Sebelum itu, pada era 60an dan sebelumnya, banyak ditemui di Jawa, terutama di perdesaan, nama-nama yang sangat khas yang biasanya hanya terdiri dari satu suku kata, seperti Paimo, Paijo, Panut untuk laki-laki, dan Painah, Paikem, Jinah untuk perempuan. Nama-nama itu biasanya akan berganti ketika yang bersangkutan sudah beranjak tua, menjadi nama-nama yang berkesan arif, misalnya Wirosetro, Hadiharjito, Sumarah dan sebagainya. Perubahan nama ini dimaksudkan agar yang bersangkutan ikut berubah menjadi orang tua yang arif dan bijaksana. Pola-pola perubahan nama orang tersebut sepertinya semakin sulit ditemui oleh mereka yang lahir setelah era 70an dan 80an.
Pada perkembangannya, nama-nama anak di Jawa mengalami perubahan pola, terutama di era 90an dan 2000an. Pengaruh masuknya pengaruh asing, misalnya dengan adanya internet dan buku-buku referensi nama anak menjadikan nama anak-anak yang lahir pada era tersebut banyak dipengaruhi oleh nama-nama asing. Saat ini, tidak asing lagi kita menemui anak di Jawa yang diberi nama Zahra, Alifa, Zafira yang mendapat pengaruh dari bahasa Arab. Ada juga yang mendapat pengaruh bahasa Latin atau Eropa, misalnya Credentia, Amora dan sebagainya. Sulit pada saat ini kita menemukan anak-anak yang memiliki nama asli Jawa yang sangat Indonesia, misalnya Agus, Bambang dan Joko, atau Wulan, Sari dan Endang. Bahkan di perdesaan, kita jangan heran menemui anak dengan nama yang sangat menginternasional.
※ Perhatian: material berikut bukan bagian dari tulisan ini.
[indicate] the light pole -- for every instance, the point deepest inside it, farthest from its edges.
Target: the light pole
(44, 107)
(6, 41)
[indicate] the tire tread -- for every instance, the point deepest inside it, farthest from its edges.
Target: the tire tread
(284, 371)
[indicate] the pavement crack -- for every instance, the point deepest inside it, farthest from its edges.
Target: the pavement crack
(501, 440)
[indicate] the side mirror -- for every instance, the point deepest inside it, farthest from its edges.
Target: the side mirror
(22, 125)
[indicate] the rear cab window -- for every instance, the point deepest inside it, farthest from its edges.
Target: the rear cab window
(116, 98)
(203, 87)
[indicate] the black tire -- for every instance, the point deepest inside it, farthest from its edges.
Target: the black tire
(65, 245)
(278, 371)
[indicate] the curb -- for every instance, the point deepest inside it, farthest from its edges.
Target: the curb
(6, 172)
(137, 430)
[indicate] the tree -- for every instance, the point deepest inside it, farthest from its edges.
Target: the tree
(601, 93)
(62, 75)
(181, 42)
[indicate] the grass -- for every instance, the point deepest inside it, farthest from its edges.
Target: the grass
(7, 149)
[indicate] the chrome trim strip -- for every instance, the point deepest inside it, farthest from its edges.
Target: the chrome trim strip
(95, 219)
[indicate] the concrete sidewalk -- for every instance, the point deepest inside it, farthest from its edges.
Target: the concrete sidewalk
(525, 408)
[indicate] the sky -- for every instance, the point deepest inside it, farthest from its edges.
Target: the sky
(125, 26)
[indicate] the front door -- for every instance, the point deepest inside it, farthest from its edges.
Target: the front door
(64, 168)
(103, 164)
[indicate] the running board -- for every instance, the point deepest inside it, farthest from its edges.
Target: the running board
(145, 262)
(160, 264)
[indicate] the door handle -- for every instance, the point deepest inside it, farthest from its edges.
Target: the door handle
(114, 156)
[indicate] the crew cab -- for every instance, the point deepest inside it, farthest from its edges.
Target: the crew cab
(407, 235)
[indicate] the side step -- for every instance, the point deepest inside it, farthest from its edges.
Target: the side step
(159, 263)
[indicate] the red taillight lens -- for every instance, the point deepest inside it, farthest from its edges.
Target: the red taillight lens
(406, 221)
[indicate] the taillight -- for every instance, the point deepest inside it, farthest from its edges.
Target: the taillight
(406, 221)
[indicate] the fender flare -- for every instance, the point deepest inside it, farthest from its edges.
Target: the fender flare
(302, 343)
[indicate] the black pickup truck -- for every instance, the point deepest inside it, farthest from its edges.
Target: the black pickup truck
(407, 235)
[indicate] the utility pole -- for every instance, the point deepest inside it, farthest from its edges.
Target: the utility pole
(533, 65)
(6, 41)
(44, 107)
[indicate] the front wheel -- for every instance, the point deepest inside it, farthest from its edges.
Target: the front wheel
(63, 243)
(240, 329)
Ya, mungkin ini salah satu bukti bahwa globalisasi sudah merasuk ke segenap relung masyarakat kita. Asal hal itu tidak membuat kita terserabut, saya kira tidak menjadi masalah. Asalkan kita tetap ingat, bahwa kita hidup di Indonesia yang memiliki budaya dan kekayaan tradisi tersendiri.